The authors define wash trading as “investors simultaneously selling and buying the same financial assets to create artificial activity in the marketplace,” which distorts price, volume, and volatility, and impacts investors’ confidence and participation in financial markets.
The exchanges were chosen based on their rank on third-party websites, representativeness, and API compatibility, and they were sorted into Tier-1 (ranked in the top 700 in the finance/investment section of SimilarWeb.com and Tier-2 (all ranked outside the top 960). The authors focused on trades of Bitcoin (BTC), Ethereum (ETH), Litecoin (LTC), and Ripple (XRP), the four most heavily traded cryptocurrencies against U.S. dollars at the time.
In order to detect wash trading patterns, the authors employed “multiple approaches” which are not likely to be affected by “dispersed traders’ strategies, exchange characteristics, or specificities of the asset class.”
“Our first key finding is that wash trading broadly exists on unregulated exchanges but is absent on regulated exchanges,” they wrote. “We consistently find anomalous trading patterns only on unregulated exchanges, with Tier-1 exchanges failing more than 20% of the tests and Tier-2 exchanges failing more than 60%.”

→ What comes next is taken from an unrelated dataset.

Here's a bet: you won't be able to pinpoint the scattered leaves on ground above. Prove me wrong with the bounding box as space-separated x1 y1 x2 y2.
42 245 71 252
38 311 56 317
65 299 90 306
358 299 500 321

In addition to identifying which exchanges regularly engaged in wash trading, the authors also quantified how much of the total trading volume wash trading represented on each exchange.
“We find that the wash trading volume, on average, is as high as 77.5% of the total trading volume on unregulated exchanges, with a median of 79.1%,” they wrote. “In particular, wash trades on the twelve Tier-2 exchanges are estimated to be more than 80% of the total trade volume, which is still over 70% after accounting for observable exchange heterogeneity.”
The authors wrote that these percentages represent over $4.5 trillion in wash trading in spot markets and over $1.5 trillion in derivatives markets in Q1 2020 alone.
They also measured the impact of wash trading on an exchange’s ranking. Using historical ranking and trading volume information from CoinMarketCap, the authors showed that exchanges whose total reported volume was 70% wash trading moved up by 46 positions in rankings.
They also found that an exchange’s wash trading correlates positively with its listed cryptocurrency prices over the short term, and that longer-established exchanges with more users do less wash trading, while less prominent exchanges “have short-term incentives for wash trading without drawing too much attention.” They added that wash trading is positively predicted by returns and negatively predicted by price volatility.
The authors noted that they saw very little evidence of wash trading on regulated exchanges. “While current business incentives and ranking systems fuel the rampant wash trading on unregulated exchanges, the regulated exchanges, having committed considerable resources towards compliance and license acquisition and facing severe punishments for market manipulation, do little wash trading,” they wrote.
They conclude that this study provides “a cautionary tale to regulators around the globe” and underlines the importance of regulation in emerging industries, the importance of adjusting volumes to account for wash trading in other studies, and “the utility of statistical tools and behavioral benchmarks for forensic finance and fraud detection.”